Table 4 Some genes related to PARK2

For the nine relationships between genes, disorders, and drugs, nine queries (Q1-Q9) were designed. Tables 5 and 6 record the source and respective proportions of each query result. To evaluate the results to improve the accuracy, we invited three professionals as domain experts to evaluate the query results. Two of these experts evaluated the results independently. The three experts provided their confidence levels (“Yes,” or “No”) in the query results. Each query result received the label “the correct query result” if it received more than two “Yes”. Otherwise, it was labeled “a false query result”. The analysis of the query results is shown in Tables 5 and 6: the column of “No” represents the nine queries. In the column of “(The number of correct queries results): (The number of queries results),”, for example, in Table 4, “48: 56” means that there were 56 query results from SemMedDB for Q1 in total. Forty-eight of them received the “correct results” label. The column “Precision” means that the “The number of correct query results” out of the total “The number of query results.” For example, in Table 4, “91.11” means that the “The number of correct query results” of Q1 was 91.11% (82/90).
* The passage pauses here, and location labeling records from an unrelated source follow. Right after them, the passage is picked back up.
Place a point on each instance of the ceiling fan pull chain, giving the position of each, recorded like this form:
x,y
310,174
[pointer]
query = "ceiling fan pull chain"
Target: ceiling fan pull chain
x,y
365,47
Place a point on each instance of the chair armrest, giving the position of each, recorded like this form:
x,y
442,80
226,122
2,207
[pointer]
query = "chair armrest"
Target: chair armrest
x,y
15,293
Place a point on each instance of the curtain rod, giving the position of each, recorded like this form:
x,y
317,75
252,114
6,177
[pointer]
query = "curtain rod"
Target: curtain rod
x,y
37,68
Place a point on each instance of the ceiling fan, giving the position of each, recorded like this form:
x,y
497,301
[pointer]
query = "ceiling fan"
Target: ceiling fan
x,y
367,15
Table 5 Analysis of the query results from [35]
Table 6 Analysis of the query results from this paper

In Tables 5 and 6, the results are mainly from SemMedDB and PharmGKB. Furthermore, some of the results are from KEGG and Uniprot. The precision of PharmGKB, KEGG, and Uniprot was 100%. The precision of SemMedDB using the method in the paper published in the ISWC SEPDA 2019 workshop [35] was 83.08% (329: 396). The precision of SemMedDB using the method in this paper was 86.44% (376: 435), which was an increase of 4.04%.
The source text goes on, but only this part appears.